What wasn’t touched on or insufficiently addressed is the multiple levels of abuse that an athlete experiences, many of which are often justified in the guise of “sport” – abuse like physical punishment and verbal and emotional abuse. The problem became bigger as we realized that we don’t understand why these commonly acceptable sport behaviors constitute abuse. With the growing number of women now in sports, this demographic is even more susceptible to all aspects of abuse especially sexual abuse and harassment. A study that came out of Japanese Olympic Committee found that 12% of Judo athlete complained about some sort of abuse or sexual harassment according to the BBC Sports. This number doesn’t account for those don’t feel safe to speak up or ones that don’t know what abuse is.
Personally, I have little use for these kinds of shmoozefests. While para-professionals were on a largely self-congratulatory junket, comparing scholarly notes and eating catered meals, Murray Stephens, the disgraced founder of the North Baltimore Aquatic Club, was probably on the pool deck for the Eagle Swim Team at the McDonogh School in nearby Owings Mills. In previewing the Ripken Foundation summit, the Baltimore Sun had made an oblique reference to abuse allegations against Stephens, without naming him.
Meanwhile, the region’s news media have yet to produce the first story about the brat pack of privileged, out-of-control adolescents from McDonogh who have swum for Stephens’ NBAC, which Michael Phelps made famous. Two of the McDonogh kids were expelled after getting caught in the thefts of campus computers; they were also among the sport’s finest who mercilessly bullied and harassed an NBAC teammate.

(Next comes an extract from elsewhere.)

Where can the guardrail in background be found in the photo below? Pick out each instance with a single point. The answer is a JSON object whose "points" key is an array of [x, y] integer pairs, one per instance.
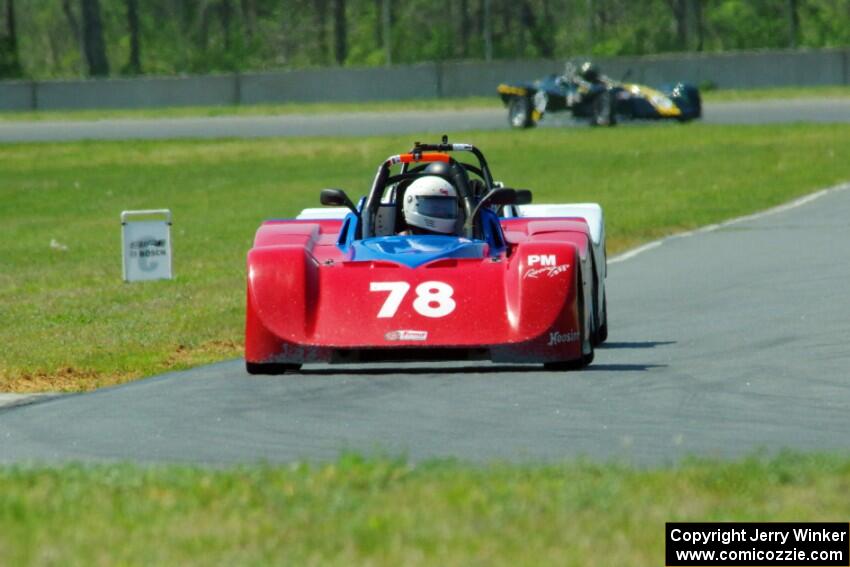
{"points": [[427, 80]]}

In my view, we don’t need armies of social workers to hold the hands of victims through years of “justice delayed, justice denied.” We need one or two no-nonsense Irish cops who will put some high-profile pervert coaches behind bars — along with the obscenely paid executives who have covered up for them. And we need the United States Congress to hold hearings on sex abuse in swimming, as a prelude to updating the Amateur Sports Act of 1978.